Filmmaker Onir, whose production "Chauranga" is releasing on Friday, believes that cinema in India must be liberated from the Information and Broadcasting Ministry and shifted to the "space of art and culture" in order to necessitate much-needed changes within the industry's framework.
Onir, who is known for directing "My Brother Nikhil", one of the first mainstream Hindi films to deal with the subject of same-sex relationships and AIDS, says that cinema in India has to go through "constant barriers".
"I think the problem is in the fact that cinema in India is not considered, unlike other forms of art, under art and culture ministry. We are not like artists, painters or sculptors... Though there are forces that attack them, they don't have to pass through censors... it is only the filmmakers," Onir said said during a visit to the IANS office here with the team of "Chauranga".
"On TV too, you can put out anything. On internet, print... everything is available. Only cinema has to go through all these barriers constantly, which does not recognise you as an artist," he added.
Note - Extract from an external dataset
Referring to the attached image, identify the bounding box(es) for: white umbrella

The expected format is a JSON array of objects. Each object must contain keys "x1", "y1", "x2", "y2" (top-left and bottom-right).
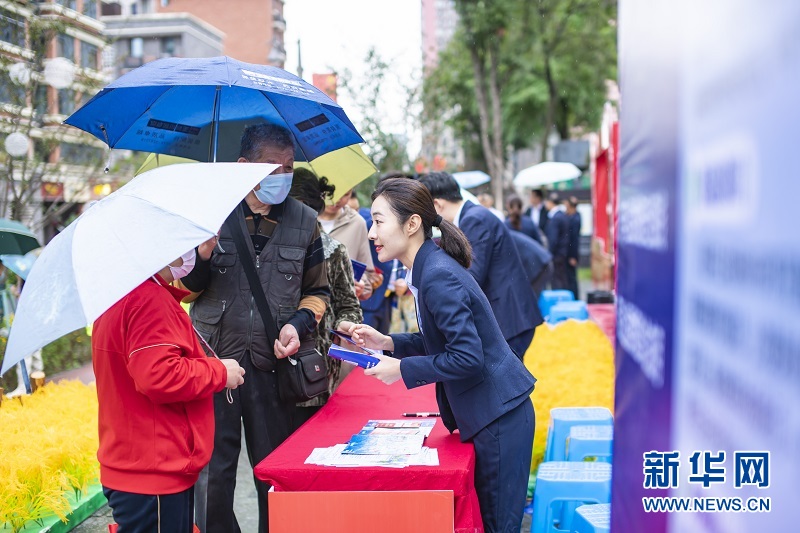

Onir also rued the ticket pricing at multiplexes and the distribution system, which is "eliminating" people who would watch films.
"Also the entire distribution system, the ticket pricing at multiplexes... art is something that's considered essential for society or for the country, but we are not because we are cinema... It is entertainment. You are constantly eliminating people who could watch films. Single screens are disappearing, they were much more democractic, much more numbers could come to watch films," he added.
Onir also gave a thumbs up to acclaimed filmmaker Shyam Benegal's appointment as the head of a panel to revamp the Central Board of Film Certification (CBFC).
"Shyam Benegal is progressive, he is more of an artiste... As a person he is open enough to have a dialogue with independent filmmakers. We had started a campaign to save indie cinema at change.org, and he was the first person to sign it," Onir said.
Directed by Bikas Ranjan Mishra "Chauranga", sheds light on the violence of class oppression that continues to exist in rural India. It is produced by Anticlock Films, co-owned by Onir and Sanjay Suri.